“dies a quo” del plazo de prescripción para el ejercicio de la acción derivada de un accidente de la circulación

El artículo 7.1.2º, de la Ley 35/2015, de 22 de septiembre, de reforma del sistema para la valoración de los daños y perjuicios causados a las personas en accidentes de circulación, establece que:

“El perjudicado o sus herederos tendrán acción directa para exigir al asegurador la satisfacción de los referidos daños, que prescribirá por el transcurso de un año”

Además, en el art. 7.1.4º añade que:

“Esta reclamación (del perjudicado) interrumpirá el cómputo del plazo de prescripción desde el momento en que se presente al asegurador obligado a satisfacer el importe de los daños sufridos al perjudicado. Tal interrupción se prolongará hasta la notificación fehaciente al perjudicado de la oferta o respuesta motivada definitiva”

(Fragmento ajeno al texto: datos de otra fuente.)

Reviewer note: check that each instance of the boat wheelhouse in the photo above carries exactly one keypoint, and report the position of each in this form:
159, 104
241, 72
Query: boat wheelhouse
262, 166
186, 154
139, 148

En consecuencia, nos planteamos dos cuestiones en orden a clarificar una materia tan importante como es la del transcurso de los plazos y la prescripción.

La cuestión surge en determinar, si el dies a quo para el cómputo del año, es decir, si se cuenta desde la fecha del hecho o desde la curación (o alta médica).

En este sentido, la nueva normativa, no viene a cambiar, la doctrina jurisprudencial del Tribunal Supremo, entre las que contamos, la ST de 19 de enero de 2015:

 “3. Como dice la sentencia de 3 de abril de 2006 «en los casos de lesiones corporales y días consiguientes la determinación del evento indemnizable con no se configura hasta que no se establezca con carácter definitivo las secuelas causadas por el suceso lesivo, de manera que el dies a quo para el cómputo del plazo anual comienza a partir de la fecha en que se tiene constancia del alta médica definitiva o, en su caso, a partir del momento de fijación de la incapacidad o defectos permanentes originados por aquel».

En general, la fecha del alta médica determina el comienzo del plazo para ejercitar la acción civil destinada a reclamar los daños y perjuicios. Así es porque en esa fecha se establece la curación de las lesiones (médicamente se entiende que han curado) y se fijan las secuelas que pueden quedar. Hay secuelas que quedan fijadas sin transcurso de tiempo. Otras necesitan tratamiento, terminado el cual, si se entiende inmodificable la mejoría, se consideran médicamente estables. A partir de ese momento el perjudicado estará en condiciones de poder reclamar con conocimiento de todos los datos.”